Multilevel analysis when the number of clusters is small

A small number of top-level units in multilevel analysis is a problem that has worried comparativists for quite some time. In a paper that is forthcoming in the British Journal of Political Science (Elff, Heisig, Schaeffer, and Shikano 2020) my co-authors and I show that this problem can be satisfactorily addressed by only moderate modifications of common techniques of statistical inference: using restricted maximum likelihood (REML) instead of (ML) estimators (Patterson, and Thompson 1971) and by avoiding the assumption of asymptotic normality for the sampling distribution of coefficient estimates and assume a t-distribution instead. (Satterthwaite 1941; Kenward, and Roger 1997)


Performance of Likelihood-based Confidence Intervals of Upper-Level Covariate Effect in Multilevel Linear and Probit Models

Scholars who work with cross-national comparative surveys, such as the Eurobarometer, European Social Survey, or Comparative Study of Electoral Systems often worry whether multilevel analysis of these data is possible at all. The countries covered by such surveys form the top-level units in such analysis, but their number is usually much smaller than the number of units in a typical survey sample, apparently too small to conduct statistical analysis with confidence. Indeed, methodological literature exists that suggests that inferences drawn from multilevel analysis may suffer from serious problems: Reported standard errors of model coefficients tend to be too small, confidence intervals too short, and statistical hypothesis tests may lead to false discoveries. In a widely cited article that appeared in the American Journal of Political Science, Daniel Stegmüller argues that while frequentist inference suffer from such shortcomings, Bayesian inference does not, allowing to obtain valid results even if the number of top-level is 10 or less (Stegmüller 2013). His simulation studies suggest that estimates of coefficients of contextual variables may even be severly biased. In our article we demonstrate that improvents in inference can also be achieved using non-Bayesian or “frequentist” methods. Further we reproduce an already known proof that coefficient estimates are unbiased in the linear-normal caste if they exist (Kackar, and Harville 1981). The bias in coefficient estimates which Stegmüller finds in his simulation study is attributed to a flaw in its design.


Elff, Martin, Jan Paul Heisig, Merlin Schaeffer, and Susumu Shikano. 2020. "Multilevel Analysis with Few Clusters: Improving Likelihood-based Methods to Provide Unbiased Estimates and Accurate Inference". British Journal of Political Science Online first.

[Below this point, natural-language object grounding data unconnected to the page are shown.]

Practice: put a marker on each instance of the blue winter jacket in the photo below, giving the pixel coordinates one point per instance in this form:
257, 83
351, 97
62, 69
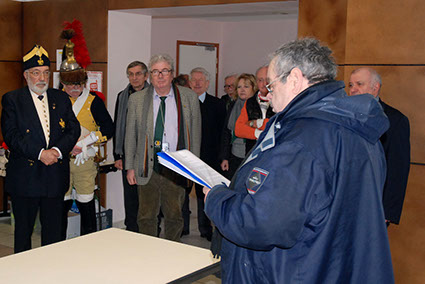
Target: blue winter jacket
306, 205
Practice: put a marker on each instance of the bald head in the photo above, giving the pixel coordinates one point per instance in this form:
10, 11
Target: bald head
365, 81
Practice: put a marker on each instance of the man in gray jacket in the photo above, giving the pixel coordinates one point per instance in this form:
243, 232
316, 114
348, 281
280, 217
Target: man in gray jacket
162, 117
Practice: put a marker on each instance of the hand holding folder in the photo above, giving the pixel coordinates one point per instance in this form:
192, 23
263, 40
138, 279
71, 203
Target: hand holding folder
188, 165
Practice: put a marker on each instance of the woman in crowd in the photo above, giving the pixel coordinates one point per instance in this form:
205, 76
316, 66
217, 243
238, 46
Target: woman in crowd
233, 148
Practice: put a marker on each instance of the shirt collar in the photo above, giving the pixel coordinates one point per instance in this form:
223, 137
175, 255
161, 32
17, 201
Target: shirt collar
157, 96
35, 95
202, 97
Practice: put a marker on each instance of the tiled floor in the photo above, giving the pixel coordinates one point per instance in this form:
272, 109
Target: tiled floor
194, 238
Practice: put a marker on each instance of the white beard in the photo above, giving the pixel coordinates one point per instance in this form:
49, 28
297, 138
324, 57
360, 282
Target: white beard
36, 89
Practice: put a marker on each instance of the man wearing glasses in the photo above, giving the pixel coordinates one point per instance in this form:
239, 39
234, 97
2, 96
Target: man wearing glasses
137, 73
306, 204
162, 117
40, 129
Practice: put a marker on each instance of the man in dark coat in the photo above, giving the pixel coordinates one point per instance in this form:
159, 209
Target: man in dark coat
137, 73
396, 143
213, 112
306, 205
40, 129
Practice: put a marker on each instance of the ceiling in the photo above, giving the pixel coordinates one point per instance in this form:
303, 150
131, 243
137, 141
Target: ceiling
227, 12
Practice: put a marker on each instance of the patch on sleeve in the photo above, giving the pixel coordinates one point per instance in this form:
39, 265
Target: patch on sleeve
256, 179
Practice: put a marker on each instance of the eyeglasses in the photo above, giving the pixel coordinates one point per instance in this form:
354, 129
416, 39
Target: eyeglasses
74, 84
269, 85
163, 72
137, 74
37, 73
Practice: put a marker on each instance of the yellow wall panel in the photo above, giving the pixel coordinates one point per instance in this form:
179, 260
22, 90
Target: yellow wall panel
325, 20
385, 32
406, 239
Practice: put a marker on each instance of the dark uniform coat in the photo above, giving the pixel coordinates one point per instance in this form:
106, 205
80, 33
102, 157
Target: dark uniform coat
306, 205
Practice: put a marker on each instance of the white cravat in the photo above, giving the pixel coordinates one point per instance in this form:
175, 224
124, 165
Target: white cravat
42, 107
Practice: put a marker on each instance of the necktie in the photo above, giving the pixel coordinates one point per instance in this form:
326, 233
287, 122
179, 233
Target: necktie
159, 132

Kackar, Raghu N. and David A. Harville. 1981. "Unbiasedness of Two-stage Estimation and Prediction Procedures for Mixed Linear Models". Communications in Statistics-Theory and Methods 10(13): 1249--1261.

Kenward, Michael G. and James H. Roger. 1997. "Small Sample Inference for Fixed Effects from Restricted Maximum Likelihood". Biometrics 53(3): 983--997.

Patterson, H. D. and R. Thompson. 1971. "Recovery of Inter-Block Information When Block Sizes Are Unequal". Biometrika 58(3): 545--554.

Satterthwaite, Franklin E.. 1941. "Synthesis of variance". Psychometrika 6(5): 309--316.

Stegmüller, Daniel. 2013. "How Many Countries for Multilevel Modeling? A Comparison of Frequentist and Bayesian Approaches". American Journal of Political Science 57(3): 748--761.